Ninguno de ellos sospechaba que semejante objetivo resultaba del todo inalcanzable debido al hecho de que Violeta Ojeda y Bernardo Aicardi nunca habían sido amantes.
Llevaban mucho tiempo fingiendo serlo, habían convivido meses en el mismo apartamento y se habían hospedado en las mismas suites de los mejores hoteles, pero jamás habían compartido la misma cama.
Y ahora, tras medio año de dejar atrás un largo rastro de engaños, conjuras y algún que otro cadáver, continuaban juntos, observando a los monos y preguntándose a cuántos malnacidos tendrían que eliminar para que pudieran continuar saltando.
En un momento crucial de su existencia, cuando se enfrentó al horror de docenas de criaturas aquejadas de cáncer por culpa de unas aguas contaminadas por productos tóxicos, Violeta Ojeda había pronunciado una frase que acabó por convertirse en su marca de fábrica: «Cuando la vida de un niño está en juego más vale abrirse de piernas que cruzarse de brazos».
Aquella era una regla de oro que había seguido a rajatabla, acostándose con docenas de hombres y salvando con ello a incontables criaturas de una muerte horrible, pero dudada mucho que fuera una regla que pudiera aplicarse a los animales, a no ser que se tratara de los animales considerados en tu conjunto sin los cuales la existencia sobre el planeta dejaría de tener significado.
Se asombró ante las piruetas de un araguato que se lanzaba al vacío como si las leyes de la gravedad no le afectasen, y al poco advirtió que tras él se oscurecía el cielo, por lo que comentó con una cierta inquietud:
–Hay mucho humo.
–Ya lo había visto.
–Y allí a lo lejos se distingue otra columna.
–También la había visto.
–¿Significa eso que vamos a meternos entre dos fuegos?
–El capitán lo sabrá.
Pero el capitán Andrade acudió a tranquilizarles aclarando que no corrían peligro puesto que el río por el que navegaban se desviaba hacia la izquierda y poco después penetrarían en un afluente de aguas negras en el que incluso podrían bañarse sin peligro.
–¿Pretende que nos bañemos en «aguas negras»? –quiso saber un desconcertado Bernardo Aicardi.

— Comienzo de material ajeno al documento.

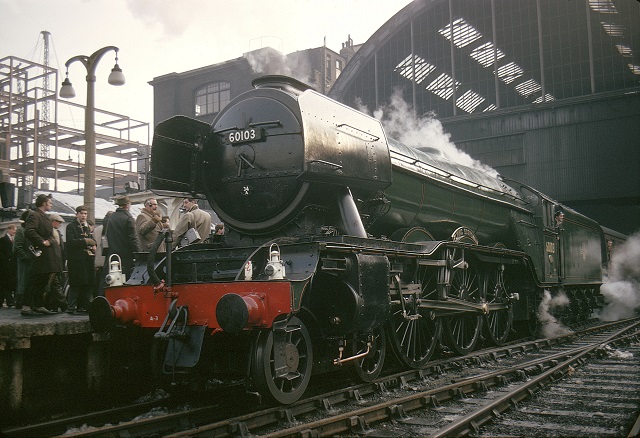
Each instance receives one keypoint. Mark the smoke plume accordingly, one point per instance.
(400, 122)
(550, 326)
(621, 290)
(268, 61)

–Por aquí tenemos dos tipos de ríos… –le aclaró el brasileño–. Los llamados «blancos», como este, que son lentos y fangosos debido a que avanzan por llanuras de escaso desnivel erosionando el limo de las orillas, y los llamados «negros», que descienden con rapidez por entre las rocas de las montañas, por lo que sus aguas son muy limpias.
–¿En ese caso por qué diablos se llaman «negros»? –fue la en cierto modo lógica pregunta de Violeta Ojeda.
–Porque entre esas rocas crece un alga que les da aspecto de té verde, a lo cual se le añade una virtud extraordinaria: en los ríos de aguas negras no suele haber caimanes, anacondas, ni pirañas.
–¿Y eso…?
–Será porque no les gusta el té.
–¿Bromea?
–Yo nunca bromeo con la seguridad de mis pasajeros, sobre todo cuando pagan lo que pagan ustedes –sonrió de oreja a oreja al añadir–: Mientras estén a bordo no correrán peligro, pero a partir del momento en que pongan un pie en tierra no me hago responsable porque ahí abajo abundan las fieras y los «fogueiros», que no dudan a la hora de incendiar un bosque, arrasar un poblado o despellejar a quien se oponga a los intereses de ganaderos, terratenientes y madereros.
–Y si esos «fogueiros» son tan peligrosos, ¿por qué no pueden atacarnos estando a bordo?